The upshot is that patients may not seek treatment themselves. Thus, according to Powell, physicians must be proactive in order to catch patients who need treatment.

• Treat early. Waiting too long to start treatment can mean permanent losses in hearing ability. “Hearing aids are not like glasses,” Powell says. “They’re not something you can just put on and suddenly you can see better and everything is back to normal. Especially with prolonged hearing loss, the brain gets used to hearing in quiet with all of their auditory stimulus being reduced. So if you suddenly try to put hearing aids on somebody and they’ve had hearing loss for an extended period of time, it can be way too much, too stimulating, too distracting.” For that reason, she says, early identification and management is quite important.

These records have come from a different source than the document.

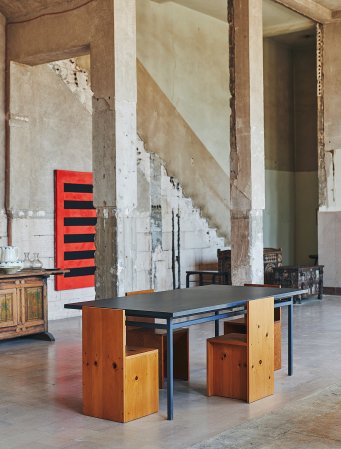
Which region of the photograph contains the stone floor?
[0,296,341,449]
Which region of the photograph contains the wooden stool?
[224,284,282,371]
[207,298,274,402]
[83,307,159,422]
[126,290,189,388]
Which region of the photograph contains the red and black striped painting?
[55,170,96,290]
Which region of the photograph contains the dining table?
[64,284,304,420]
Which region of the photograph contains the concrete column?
[229,0,265,285]
[0,14,7,246]
[91,0,137,299]
[317,22,341,288]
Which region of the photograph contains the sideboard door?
[21,282,46,331]
[0,288,18,333]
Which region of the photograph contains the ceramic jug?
[0,246,18,263]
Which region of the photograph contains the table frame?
[64,285,302,420]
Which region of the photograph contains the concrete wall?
[6,54,224,319]
[318,23,341,288]
[137,63,230,244]
[293,42,318,265]
[264,39,318,264]
[137,0,230,174]
[10,62,94,319]
[0,14,7,246]
[264,39,295,264]
[135,136,224,290]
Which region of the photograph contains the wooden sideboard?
[0,269,68,341]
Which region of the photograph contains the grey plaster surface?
[0,297,341,449]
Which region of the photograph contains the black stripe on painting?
[64,251,95,260]
[64,217,97,226]
[64,183,94,193]
[64,267,96,278]
[64,234,95,243]
[64,201,95,209]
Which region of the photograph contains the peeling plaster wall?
[7,57,224,319]
[10,63,94,319]
[264,39,318,265]
[318,22,341,288]
[137,0,230,174]
[0,14,7,246]
[264,39,295,264]
[293,42,318,265]
[137,63,230,244]
[136,140,224,290]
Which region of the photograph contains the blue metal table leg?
[214,310,220,337]
[288,298,294,376]
[167,319,174,421]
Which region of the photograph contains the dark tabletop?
[64,285,305,318]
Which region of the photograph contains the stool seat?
[207,333,247,346]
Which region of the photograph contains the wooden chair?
[126,290,189,388]
[224,284,282,371]
[207,298,274,402]
[83,307,159,422]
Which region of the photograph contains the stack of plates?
[0,260,22,274]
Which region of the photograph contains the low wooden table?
[0,268,69,341]
[271,265,324,303]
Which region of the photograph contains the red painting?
[55,170,96,291]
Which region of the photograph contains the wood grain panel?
[83,307,159,422]
[82,307,125,422]
[207,334,247,401]
[124,348,159,422]
[247,298,274,402]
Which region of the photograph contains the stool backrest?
[82,307,126,421]
[247,298,274,402]
[244,284,282,288]
[126,289,155,329]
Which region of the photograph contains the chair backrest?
[126,289,155,329]
[247,298,274,402]
[82,307,126,358]
[82,307,126,421]
[244,284,281,288]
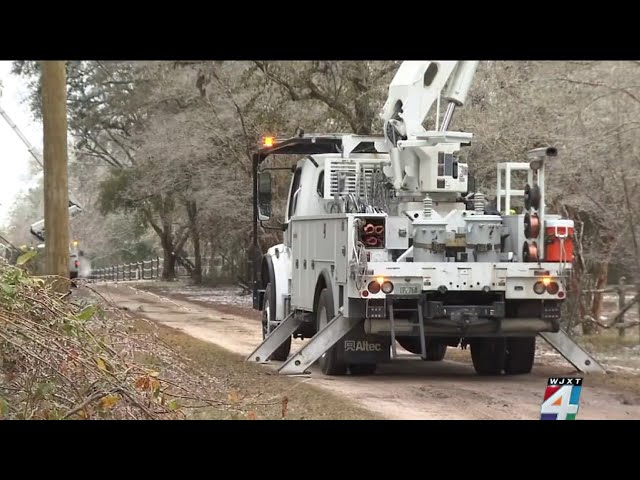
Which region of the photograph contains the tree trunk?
[161,235,176,281]
[583,262,609,334]
[187,201,202,285]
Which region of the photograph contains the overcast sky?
[0,61,42,226]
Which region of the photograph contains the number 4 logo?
[541,386,582,420]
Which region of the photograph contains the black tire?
[349,363,378,375]
[262,283,291,362]
[504,337,536,375]
[471,338,507,375]
[398,337,447,362]
[315,288,347,375]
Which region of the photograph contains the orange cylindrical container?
[544,218,574,263]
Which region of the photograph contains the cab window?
[287,167,302,218]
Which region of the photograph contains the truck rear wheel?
[262,283,291,361]
[504,337,536,375]
[471,338,507,375]
[316,288,347,375]
[398,337,447,362]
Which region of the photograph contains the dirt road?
[92,284,640,420]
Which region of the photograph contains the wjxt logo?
[344,340,382,352]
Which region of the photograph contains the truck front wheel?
[316,288,347,375]
[262,283,291,362]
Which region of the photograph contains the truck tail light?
[367,280,380,295]
[547,282,560,295]
[533,282,547,295]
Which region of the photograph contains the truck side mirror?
[258,172,271,222]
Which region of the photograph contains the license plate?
[398,285,420,295]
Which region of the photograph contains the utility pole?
[41,61,69,293]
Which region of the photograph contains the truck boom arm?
[381,61,478,142]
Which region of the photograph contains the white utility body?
[248,61,601,375]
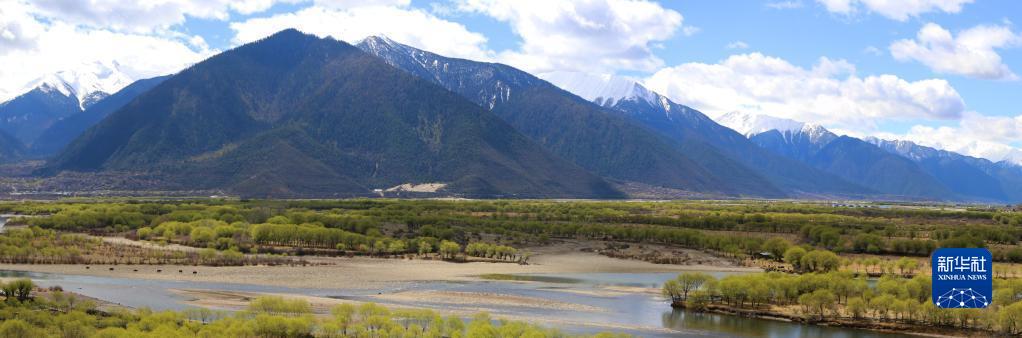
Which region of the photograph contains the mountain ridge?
[41,30,621,197]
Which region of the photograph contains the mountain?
[0,62,131,146]
[358,37,785,197]
[542,71,871,196]
[865,137,1022,202]
[32,76,170,157]
[41,30,620,197]
[716,112,956,200]
[0,131,28,163]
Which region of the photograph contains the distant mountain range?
[544,73,872,197]
[358,37,785,197]
[0,62,132,146]
[45,30,621,197]
[0,30,1022,202]
[717,112,1022,201]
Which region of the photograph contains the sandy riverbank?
[0,240,758,289]
[173,290,696,334]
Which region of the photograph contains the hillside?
[43,30,620,197]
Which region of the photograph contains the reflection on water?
[663,309,909,338]
[0,271,901,338]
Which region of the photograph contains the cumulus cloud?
[817,0,973,21]
[24,0,306,33]
[0,2,44,55]
[725,41,749,49]
[231,5,494,60]
[456,0,678,73]
[767,0,802,9]
[645,53,965,131]
[0,4,216,100]
[890,23,1022,80]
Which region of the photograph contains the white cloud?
[645,53,965,131]
[682,26,702,37]
[890,23,1022,80]
[0,4,215,100]
[0,2,44,55]
[458,0,678,73]
[231,6,494,60]
[24,0,306,33]
[817,0,973,21]
[767,0,802,9]
[725,41,749,49]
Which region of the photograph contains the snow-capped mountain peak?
[26,61,134,110]
[540,71,660,106]
[715,111,805,137]
[714,111,837,144]
[1004,149,1022,166]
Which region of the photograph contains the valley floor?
[0,242,760,289]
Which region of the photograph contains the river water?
[0,271,902,338]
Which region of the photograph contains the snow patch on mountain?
[18,61,135,110]
[539,71,666,106]
[714,111,817,137]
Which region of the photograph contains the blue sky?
[0,0,1022,164]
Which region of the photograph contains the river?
[0,271,904,338]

• Take hearing loss into account when testing cognition. There’s some thought that hearing loss could potentially worsen an individual’s performance on cognitive tests, biasing the results and leading to a score showing worse cognition than the individual actually has. According to Powell, this biasing effect is probably minimal, if it plays a role at all. Still, she says, “a provider performing a cognitive screen test should at least be aware of that [possibility of bias] to try to ensure, can the patient actually hear the test well enough to be able to complete it appropriately?” To avoid unnecessary risk of bias, providers should try not to put all eggs in the basket of auditory tests. “Do both auditory and visual-based tests when you’re looking at cognitive impairment,” Powell says.

— Jamie Santa Cruz is a health and medical writer based in Parker, Colorado.